Creio no teatro. Ao longo da nossa civilização, ele tem sido o grande fórum em que o homem expõe e analisa os seus problemas, seja através de um texto trágico, seja através da graça envolvente de um musical. E porque esta é a minha crença, sou um produtor. E produzir PIAF com Bibi Ferreira, Flávio Rangel, Gianni Ratto, e tanta gente de reconhecido talento, sobre ser é um ato decorrente da mesma fé, é alegria que se tem e que se reparte com todo o público.

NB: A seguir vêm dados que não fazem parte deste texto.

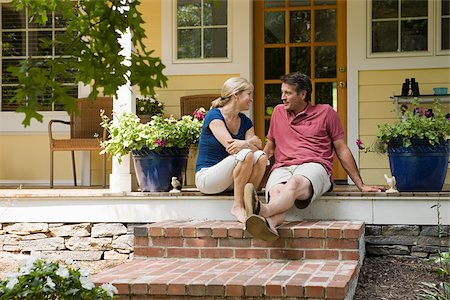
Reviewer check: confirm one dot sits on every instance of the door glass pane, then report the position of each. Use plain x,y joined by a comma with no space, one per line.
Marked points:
384,9
324,2
272,97
12,19
300,26
326,92
274,27
325,25
414,35
39,43
384,36
189,13
299,3
273,3
325,62
274,61
215,12
13,43
215,42
414,8
301,60
445,7
189,43
445,34
7,77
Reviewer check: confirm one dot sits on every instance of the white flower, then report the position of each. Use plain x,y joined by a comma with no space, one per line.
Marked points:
50,283
110,289
86,283
13,280
84,272
62,272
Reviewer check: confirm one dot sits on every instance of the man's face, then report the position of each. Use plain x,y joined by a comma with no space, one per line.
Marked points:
292,101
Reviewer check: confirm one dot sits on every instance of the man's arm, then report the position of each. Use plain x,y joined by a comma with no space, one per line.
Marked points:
348,162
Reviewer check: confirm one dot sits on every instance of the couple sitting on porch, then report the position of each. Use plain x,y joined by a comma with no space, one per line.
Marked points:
302,139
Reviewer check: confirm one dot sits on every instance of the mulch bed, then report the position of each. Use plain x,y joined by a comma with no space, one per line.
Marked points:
386,278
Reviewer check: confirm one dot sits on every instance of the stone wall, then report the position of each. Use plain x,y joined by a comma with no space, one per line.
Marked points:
409,240
83,241
106,241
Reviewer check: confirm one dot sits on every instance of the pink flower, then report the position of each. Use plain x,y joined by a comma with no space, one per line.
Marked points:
161,143
360,144
199,113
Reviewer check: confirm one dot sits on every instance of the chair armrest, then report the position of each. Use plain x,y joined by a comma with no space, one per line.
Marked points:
50,123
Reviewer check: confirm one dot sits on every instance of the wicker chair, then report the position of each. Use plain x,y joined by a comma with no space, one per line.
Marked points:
189,104
85,132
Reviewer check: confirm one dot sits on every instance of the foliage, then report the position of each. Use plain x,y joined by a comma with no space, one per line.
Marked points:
38,279
91,53
431,125
149,106
127,133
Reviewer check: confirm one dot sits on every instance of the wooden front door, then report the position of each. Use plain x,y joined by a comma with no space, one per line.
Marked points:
300,35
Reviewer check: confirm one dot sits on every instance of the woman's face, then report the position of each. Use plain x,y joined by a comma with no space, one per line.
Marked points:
245,99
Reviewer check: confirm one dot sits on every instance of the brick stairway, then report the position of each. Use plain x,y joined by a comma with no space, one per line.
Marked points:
220,260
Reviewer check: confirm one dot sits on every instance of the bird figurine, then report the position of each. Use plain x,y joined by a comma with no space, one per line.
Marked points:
176,185
391,182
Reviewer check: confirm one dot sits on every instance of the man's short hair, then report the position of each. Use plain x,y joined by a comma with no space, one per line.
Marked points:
300,81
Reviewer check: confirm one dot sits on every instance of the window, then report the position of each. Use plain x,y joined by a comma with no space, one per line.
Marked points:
22,39
399,26
202,29
444,25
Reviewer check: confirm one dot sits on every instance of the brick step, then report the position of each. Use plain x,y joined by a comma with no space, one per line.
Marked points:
172,278
335,240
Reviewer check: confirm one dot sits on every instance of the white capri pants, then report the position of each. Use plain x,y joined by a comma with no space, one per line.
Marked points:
219,178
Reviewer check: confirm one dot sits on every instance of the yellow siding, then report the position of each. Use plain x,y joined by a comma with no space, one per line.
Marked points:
376,107
151,14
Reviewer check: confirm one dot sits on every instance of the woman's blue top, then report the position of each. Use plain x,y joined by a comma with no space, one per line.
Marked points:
210,150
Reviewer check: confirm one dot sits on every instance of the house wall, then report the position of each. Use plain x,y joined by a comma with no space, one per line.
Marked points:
375,87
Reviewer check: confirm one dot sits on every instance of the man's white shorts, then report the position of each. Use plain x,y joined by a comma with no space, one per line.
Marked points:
314,172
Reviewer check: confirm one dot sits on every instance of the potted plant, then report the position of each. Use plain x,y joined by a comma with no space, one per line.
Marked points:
160,148
146,107
417,147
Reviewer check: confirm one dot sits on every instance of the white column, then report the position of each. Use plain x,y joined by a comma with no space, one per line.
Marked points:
124,101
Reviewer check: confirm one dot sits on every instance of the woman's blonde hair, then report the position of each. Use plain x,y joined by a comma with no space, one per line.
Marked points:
232,86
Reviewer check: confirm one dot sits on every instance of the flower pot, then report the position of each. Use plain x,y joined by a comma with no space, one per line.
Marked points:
420,167
155,168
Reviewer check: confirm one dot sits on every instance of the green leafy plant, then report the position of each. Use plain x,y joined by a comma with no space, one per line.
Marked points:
127,133
431,125
91,53
149,106
39,279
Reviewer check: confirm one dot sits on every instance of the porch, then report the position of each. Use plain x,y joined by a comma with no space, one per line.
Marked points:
73,205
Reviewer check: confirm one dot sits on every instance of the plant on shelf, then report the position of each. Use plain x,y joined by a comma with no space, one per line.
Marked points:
149,106
161,145
39,279
430,125
417,146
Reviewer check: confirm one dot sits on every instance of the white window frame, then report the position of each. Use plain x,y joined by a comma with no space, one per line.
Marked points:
177,60
240,58
431,24
439,50
11,121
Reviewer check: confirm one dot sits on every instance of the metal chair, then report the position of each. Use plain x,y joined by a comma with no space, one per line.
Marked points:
86,132
188,104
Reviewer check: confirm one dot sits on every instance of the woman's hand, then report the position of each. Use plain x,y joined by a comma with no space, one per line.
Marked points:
234,146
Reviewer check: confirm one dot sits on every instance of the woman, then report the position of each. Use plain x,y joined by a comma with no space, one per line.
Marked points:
229,154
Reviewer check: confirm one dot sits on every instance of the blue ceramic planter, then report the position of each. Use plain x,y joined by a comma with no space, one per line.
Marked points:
420,167
155,169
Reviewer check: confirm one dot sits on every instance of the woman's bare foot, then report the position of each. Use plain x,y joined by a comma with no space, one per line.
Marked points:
239,213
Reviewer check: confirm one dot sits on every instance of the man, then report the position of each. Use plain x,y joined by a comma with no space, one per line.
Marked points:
302,138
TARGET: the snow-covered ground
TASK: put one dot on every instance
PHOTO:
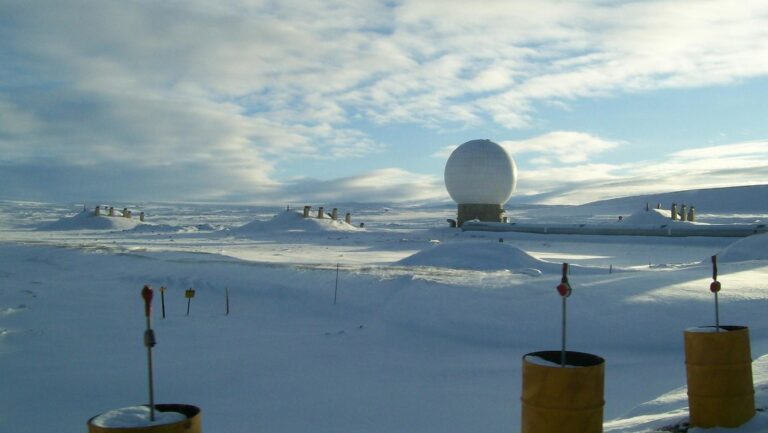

                                       Tertuliano dos Passos

 


 

 

Tomei conhecimento da peça "PIAF" através da sua versão americana na temporada da Broadway. Originalmente "PIAF" havia sido encenada em Londres pela "The Royal Shakespeare Company". Já nos aplausos que coroaram a função do teatro Plymouth havia decidido montar a peça no Brasil, e ainda mais, resolvido desde aquele instante convidar Bibi Ferreira para interpretar a grande cantora. Eu sabia que como a PIAF, no palco, Bibi também é uma força da natureza. Bibi e Flávio Rangel trabalharam juntos coadjuvados por um elenco dedicado e uma equipe exigente consigo mesma. Desde o início Flávio procurou fugir da facilidade de transportar para este trabalho as idéias cênicas importadas. Recusou o "xerox" subdesenvolvido do espetáculo já visto no exterior. Concebeu um espetáculo novo. Sem comparações, acho a encenação brasileira mais envolvente, mais bela do que a que eu vi lá fora. Estou convicto disto. Por que não podemos ser melhores, sendo diferentes? Assim aconteceu na "A GAIOLA DAS LOUCAS" meu último trabalho no teatro, grande sucesso! Parece-me que esta idéia também é um traço marcante nesta produção: PIAF / BIBI FERREIRA. Agradeço a todos pelo trabalho e empenho. Eis o espetáculo !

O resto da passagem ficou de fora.